Chi è fortunato la riceve dopo sei mesi ma possono passare anche anni (dipende dai casi) e il tasso di respingimento è molto alto: su 100 domande presentate ne viene accolta solo una ventina. Chi viene “respinto” ovviamente fa ricorso, perché l’alternativa sarebbe tornare da dove si è fuggiti. Così, però, i tempi si allungano ancora di più e si rimane prigionieri in un limbo dove non si può fare altro che aspettare.

Teoricamente i migranti ospitati nei cas potrebbero anche lavorare ma chi ha provato a cercare un impiego racconta di aver ricevuto solo parolacce, insulti, porte sbattute in faccia o, nel migliore dei casi, proposte per lavoretti in nero, senza garanzie né diritti.

Per chi vive in questa bolla fatta di sospensione e attesa, le giornate non passano mai. Certo, ci sono i corsi di italiano ma le lezioni non si tengono tutti i giorni e comunque non tutti, per questioni di spazi e capienza delle aule, possono frequentarle.

Appena entriamo nel centro, ci avvolge subito un odore di soffritto. Anche se i migranti hanno diritto a tre pasti al giorno preparati da un servizio mensa, c’è comunque chi si diletta con i fornelli e cucina usando quello che riesce a comprare con i soldi del pocket money (due euro al giorno)  passati dallo stato italiano.

Cucinare per sé è anche un modo per riempire il tempo, per preservare le proprie abitudini culinarie e non recidere del tutto i legami con la propria terra e la propria cultura d’appartenenza.

I migranti ospiti del centro vengono quasi tutti dall’Africa Sub Sahariana o dal Corno d’Africa, dall’Asia e dal Medio Oriente.
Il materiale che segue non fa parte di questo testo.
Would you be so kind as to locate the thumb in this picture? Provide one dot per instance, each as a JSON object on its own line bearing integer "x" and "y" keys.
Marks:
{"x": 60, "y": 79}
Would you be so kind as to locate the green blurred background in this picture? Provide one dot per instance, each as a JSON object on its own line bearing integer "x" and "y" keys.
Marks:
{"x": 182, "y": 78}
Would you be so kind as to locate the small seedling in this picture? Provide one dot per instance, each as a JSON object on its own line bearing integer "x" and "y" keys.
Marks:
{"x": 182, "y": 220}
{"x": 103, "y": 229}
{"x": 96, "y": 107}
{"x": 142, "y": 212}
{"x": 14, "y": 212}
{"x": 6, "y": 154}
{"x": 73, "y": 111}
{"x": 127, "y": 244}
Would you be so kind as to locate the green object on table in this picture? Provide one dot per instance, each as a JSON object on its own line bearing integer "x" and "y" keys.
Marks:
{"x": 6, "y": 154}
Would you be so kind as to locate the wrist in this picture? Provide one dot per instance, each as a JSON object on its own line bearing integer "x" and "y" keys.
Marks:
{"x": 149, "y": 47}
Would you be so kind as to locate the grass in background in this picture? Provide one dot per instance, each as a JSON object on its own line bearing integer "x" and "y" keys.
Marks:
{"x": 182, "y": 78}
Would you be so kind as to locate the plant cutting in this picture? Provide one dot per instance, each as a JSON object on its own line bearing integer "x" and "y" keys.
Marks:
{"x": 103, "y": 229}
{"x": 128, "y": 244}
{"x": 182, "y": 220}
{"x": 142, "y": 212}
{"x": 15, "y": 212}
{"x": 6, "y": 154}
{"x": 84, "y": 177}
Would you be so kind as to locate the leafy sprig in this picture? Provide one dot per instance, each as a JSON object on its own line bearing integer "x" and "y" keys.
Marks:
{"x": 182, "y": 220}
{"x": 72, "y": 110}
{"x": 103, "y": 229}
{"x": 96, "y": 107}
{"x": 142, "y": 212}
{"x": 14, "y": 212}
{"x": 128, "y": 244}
Muhammad, come detto, viene da Mogadiscio. E’ scappato perché nel paese vige un clima di terrore instaurato dai fondamentalisti di Al Shabaab. E’ un uomo colto, in Somalia faceva il professore. Insieme a lui, nel cas ci sono altri suoi connazionali e sono angosciati per quanto sta accadendo lì giù. In sole due settimane, due attentati terroristici rivendicati da Al Shabab hanno fatto più di 400 morti. La capitale somala è sempre più terra di nessuno, il governo riconosciuto riesce a controllare solo l’aeroporto e alcune zone residenziali. La Somalia è un paese dilaniato da oltre 25 anni di guerra civile. Dopo l’attentanto del 14 ottobre, Muhammad e i suoi amici hanno esposto davanti la sede del Movimento celestiniano degli striscioni per ricordare una mattanza che si sta compiendo nel totale silenzio dei media occidentali.

ragazzi somali

Chi fugge da un altro paese mai pacificato, malgrado le invasioni e le occupazioni straniere, è Imran. 31 anni, afgano, Imran è scappato dalla propria città, un villaggio vicino Kabul, più di dieci anni fa e da allora è transitato, viaggiando a piedi o con mezzi di fortuna, per mezza Europa. Dalla scorsa primavera è in Italia, prima di venire all’Aquila è stato a Gorizia. Gli piacerebbe riprendere gli studi che ha dovuto interrompere in Afghanistan (dove il 90% della popolazione non ha accesso all’istruzione), il suo sogno sarebbe quello di intraprendere medicina. “Chissà, vediamo” dice “è da tanti anni che ho abbandonato gli studi e Medicina è una facoltà difficile”.

Imran

Dall’Africa Sub Sahriana vengono invece i ragazzi che sabato hanno ripulito, con sacchi e scope, un lungo tratto di viale Duca degli Abruzzi, facendo peraltro buna parte del lavoro a mani nude. Un’iniziativa che avevano già intrapreso altre volte, una delle quali qualche giorno dopo il famigerato incontro dei residenti del centro storico con il prefetto. Se non fosse per loro che si prendono cura di quest'angolo dimenticato di città, qui non se ne occuperebbe nessuno.

“Finora, per pulire, abbiamo usato solo qualche scopa” dicono a NewsTown “Ma se ci dessero qualche attrezzo in più potremmo pulire ancora meglio”.